A Rennes, après Toulouse, on expérimente de drôles d’urinoirs collectifs féminins en forme d’hélice, brevetés fin 2017 sous le nom de Lapee, par un jeune duo d’architectes, l’un danois, l’autre française.

Ces toilettes sèches, star du concours Lépine en France en 2019, ne comportent pas de portes – seule la tête dépasse – et accueillent trois filles d’un coup dans son cercle de plastique rose bonbon. Il s’agit de permettre un pipi express : en trente secondes, au lieu de trois minutes en moyenne dans des toilettes fermées. La ville de Copenhague a décidé de les installer dans ses parcs et jardins durant la belle saison, de juin à septembre. « Dans l’espace public, le manque de sanitaires où l’on se sent autorisée à entrer est criant. On habitue les filles très jeunes à se retenir, alors que faire pipi, c’est naturel et cela devrait être simple », martèle Gina Périer, 27 ans, cofondatrice de la marque Lapee.

Lapee, urinoirs collectifs féminins.
Des toilettes Lapee, au Roskilde Festival (Danemark), en 2019.

Même JCDecaux qui fête les quarante ans de ses Sanisettes – « les premières toilettes universelles, unisexes et autonettoyantes », selon Albert Asseraf, directeur général communication et nouveaux usages – a révisé sa copie. Pour rassurer les femmes qui répugnaient à les utiliser, on a fait entrer la lumière du jour par un oculus dans le toit, et ajouté un poussoir d’urgence, visible dès l’entrée.

Et depuis 2019, des urinoirs pour messieurs ont été accrochés au dos d’une cinquantaine de Sanisettes à Paris (notamment au Trocadéro et à la tour Eiffel), mais aussi à Marseille, Bayonne, Berlin ou Düsseldorf, en Allemagne. Il s’agit « de libérer davantage la cabine pour les personnes en fauteuil roulant et pour les femmes et les enfants », explique le designer Patrick Jouin, qui a signé toutes ces adaptations. L’urinoir ne dispose pas d’eau, mais de gel hydroalcoolique, et se cache derrière un joli drapé vert chêne, comme la Sanisette.
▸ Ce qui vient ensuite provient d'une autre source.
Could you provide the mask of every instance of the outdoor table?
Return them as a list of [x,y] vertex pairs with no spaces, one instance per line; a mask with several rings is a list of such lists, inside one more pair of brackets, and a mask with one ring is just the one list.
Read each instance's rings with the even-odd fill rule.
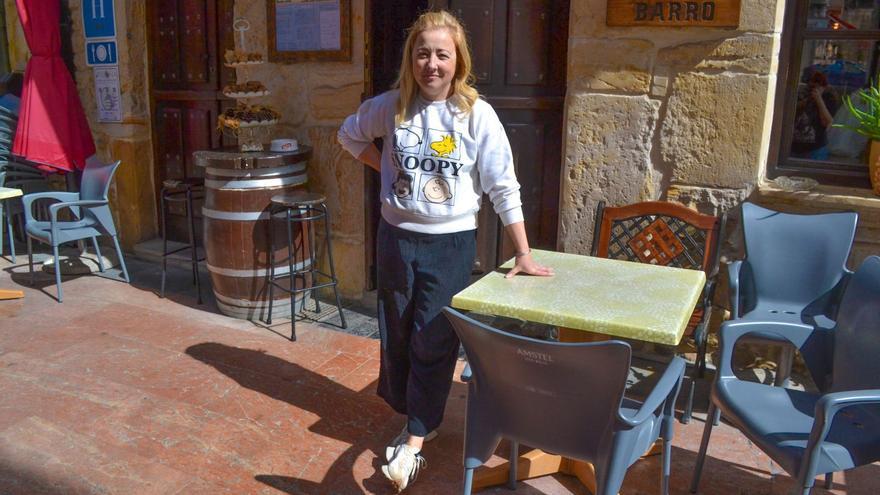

L’« urinoire » féminine de madamePee n’est pas restée célibataire longtemps. A la demande des loueurs de sanitaires, une version masculine a vu le jour. « Des festivaliers se rendaient trop souvent chez les filles, arguant préférer, eux aussi, un minimum d’intimité », explique Nathalie des Isnards. Ainsi est née misterPee, une cabine aux portes battantes façon saloon, habillée de noir quand celle des filles est rouge vermillon. On a pu voir les deux parader dans des mariages.